Therefore, there remains two options for the sandbox:

Deny clone3(2) with ENOSYS signaling libc to fallback to clone(2).
Emulate clone3(2) completely on behalf of the sandbox process.

Option 1 is simple and therefore common practice. However, this means getting no support of added features which is an unfortunate consequence. Going forward, this situation is only going to escalate further as Linux keeps adding more system calls with security-sensitive data in arguments hidden from seccomp(2) behind pointer indirection.

Option 2 is the obvious solution to the problem. Two decades ago, when I first got interested in sandboxing, providing this option in unprivileged userspace was a pipe-dream. Most unprivileged userspace sandbox tools, such as limon, mbox, nsjail, subterfugue, sydbox and systrace, used ptrace(2), which is a debugging interface and was not designed with the goal to act as a security boundary. The sandbox developer had to choose between PTRACE_SYSEMU and PTRACE_SYSCALL. Both came with a noticable overhead.

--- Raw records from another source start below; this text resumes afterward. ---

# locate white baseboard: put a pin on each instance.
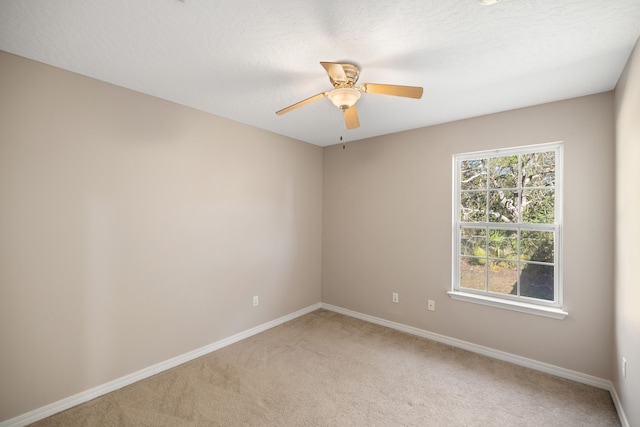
(85, 396)
(496, 354)
(618, 404)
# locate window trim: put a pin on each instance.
(553, 309)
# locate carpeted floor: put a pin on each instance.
(326, 369)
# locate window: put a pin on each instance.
(507, 229)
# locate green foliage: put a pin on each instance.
(512, 189)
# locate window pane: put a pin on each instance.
(503, 277)
(539, 169)
(503, 206)
(537, 246)
(473, 273)
(536, 281)
(503, 244)
(473, 241)
(473, 207)
(473, 174)
(538, 206)
(503, 172)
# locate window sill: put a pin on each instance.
(538, 310)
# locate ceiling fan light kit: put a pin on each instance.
(344, 97)
(345, 94)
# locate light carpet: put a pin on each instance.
(327, 369)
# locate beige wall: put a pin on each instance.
(387, 228)
(133, 230)
(627, 302)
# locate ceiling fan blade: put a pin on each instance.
(351, 117)
(301, 103)
(395, 90)
(336, 72)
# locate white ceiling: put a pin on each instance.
(246, 59)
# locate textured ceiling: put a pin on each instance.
(246, 59)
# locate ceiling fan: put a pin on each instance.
(345, 94)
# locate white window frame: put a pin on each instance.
(553, 309)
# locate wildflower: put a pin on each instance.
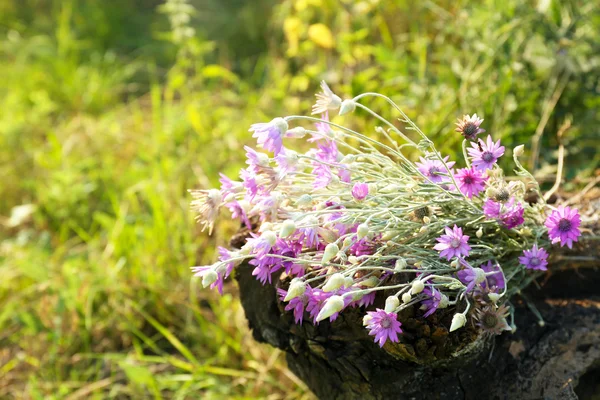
(492, 320)
(453, 243)
(469, 126)
(360, 191)
(206, 203)
(563, 226)
(326, 100)
(269, 135)
(432, 302)
(434, 170)
(470, 181)
(534, 258)
(383, 325)
(485, 154)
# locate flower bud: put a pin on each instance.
(519, 150)
(362, 231)
(458, 321)
(347, 107)
(400, 264)
(334, 282)
(333, 305)
(330, 251)
(297, 288)
(391, 303)
(288, 227)
(418, 286)
(406, 298)
(209, 278)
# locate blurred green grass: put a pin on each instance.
(109, 114)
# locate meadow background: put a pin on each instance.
(111, 110)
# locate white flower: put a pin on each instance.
(326, 100)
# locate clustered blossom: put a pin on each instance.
(350, 220)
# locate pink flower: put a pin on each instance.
(563, 226)
(360, 191)
(470, 181)
(453, 243)
(383, 326)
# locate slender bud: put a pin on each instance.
(347, 106)
(330, 251)
(288, 227)
(406, 298)
(391, 303)
(400, 264)
(334, 282)
(297, 288)
(332, 305)
(209, 278)
(362, 231)
(417, 287)
(458, 321)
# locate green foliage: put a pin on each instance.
(107, 118)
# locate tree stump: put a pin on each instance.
(557, 360)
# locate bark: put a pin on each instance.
(557, 360)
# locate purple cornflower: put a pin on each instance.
(297, 304)
(433, 169)
(383, 326)
(563, 226)
(485, 154)
(535, 258)
(470, 181)
(493, 282)
(469, 126)
(269, 134)
(432, 302)
(453, 243)
(360, 191)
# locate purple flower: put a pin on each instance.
(360, 191)
(469, 126)
(494, 282)
(432, 302)
(383, 326)
(470, 181)
(485, 154)
(534, 258)
(453, 243)
(563, 226)
(269, 134)
(433, 169)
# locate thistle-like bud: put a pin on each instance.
(418, 286)
(362, 231)
(391, 303)
(288, 227)
(330, 251)
(334, 282)
(297, 288)
(209, 278)
(400, 264)
(332, 305)
(458, 321)
(347, 106)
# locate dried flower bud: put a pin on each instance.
(391, 303)
(330, 251)
(297, 288)
(458, 321)
(334, 282)
(333, 305)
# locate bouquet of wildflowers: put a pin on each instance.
(354, 217)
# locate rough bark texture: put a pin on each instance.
(560, 360)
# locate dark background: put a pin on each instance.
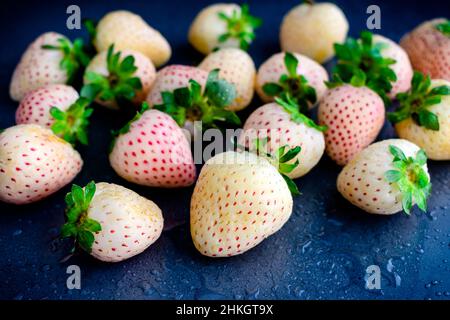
(321, 253)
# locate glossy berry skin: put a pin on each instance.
(274, 67)
(206, 28)
(38, 67)
(130, 223)
(354, 116)
(127, 30)
(173, 77)
(35, 107)
(435, 143)
(155, 152)
(34, 163)
(239, 200)
(237, 67)
(145, 72)
(362, 181)
(272, 121)
(402, 66)
(429, 50)
(312, 30)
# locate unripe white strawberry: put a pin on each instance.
(114, 77)
(423, 116)
(223, 26)
(110, 222)
(152, 150)
(383, 63)
(354, 117)
(236, 67)
(385, 177)
(286, 73)
(428, 47)
(126, 30)
(313, 29)
(50, 59)
(35, 106)
(34, 163)
(190, 94)
(284, 126)
(239, 200)
(402, 66)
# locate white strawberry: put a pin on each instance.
(236, 67)
(128, 31)
(114, 78)
(239, 200)
(283, 124)
(50, 59)
(423, 116)
(223, 26)
(386, 177)
(152, 150)
(110, 222)
(384, 63)
(34, 163)
(311, 29)
(290, 73)
(59, 108)
(428, 47)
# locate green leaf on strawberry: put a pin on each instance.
(293, 86)
(189, 103)
(78, 225)
(279, 159)
(296, 115)
(410, 177)
(120, 84)
(415, 103)
(71, 125)
(240, 26)
(444, 27)
(362, 56)
(126, 127)
(74, 58)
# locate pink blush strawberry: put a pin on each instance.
(174, 77)
(154, 152)
(35, 107)
(354, 116)
(34, 163)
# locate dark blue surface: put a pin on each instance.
(321, 253)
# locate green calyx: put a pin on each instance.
(416, 102)
(127, 126)
(78, 225)
(444, 27)
(189, 103)
(279, 160)
(410, 177)
(240, 26)
(120, 84)
(74, 56)
(292, 85)
(297, 116)
(71, 125)
(361, 56)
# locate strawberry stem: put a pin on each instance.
(78, 225)
(120, 85)
(71, 125)
(240, 26)
(410, 177)
(74, 56)
(416, 102)
(188, 103)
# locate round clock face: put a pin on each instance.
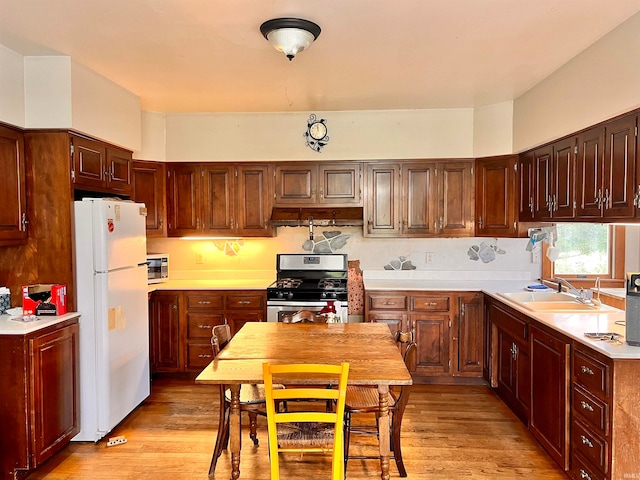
(318, 130)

Considering the lack of selective filtering capabilities of PTRACE_O_TRACESECCOMP, stopping the sandbox process at each and every system call boundary, once on syscall-entry and once on syscall-exit, was a dealbreaker for most interested users. There was no PTRACE_O_EXITKILL either so it was difficult to ensure the sandbox process does not outlive the sandboxer. The ptrace(2) requests PTRACE_GET_SYSCALL_INFO, and the newer PTRACE_SET_SYSCALL_INFO were missing so editing sandbox process' system call number, return value, or arguments in a portable way was a major pain. Reading/writing sandbox process memory using process_vm_readv(2) and process_vm_writev(2) were missing. The remaining choice is proc_pid_mem(5) but again it is designed as a debug interface which does not honour the page protections of the sandbox process unlike process_vm_* so the sandboxer could be used as a confused deputy to leak or overwrite memory regions that were otherwise inaccessible to the sandbox process. Finally, ptrace(2) is easily detectable with an EPERM return on a ptrace(2) PTRACE_TRACEME so most malware would not run under the sandbox, completely beating the purpose for malware analysts.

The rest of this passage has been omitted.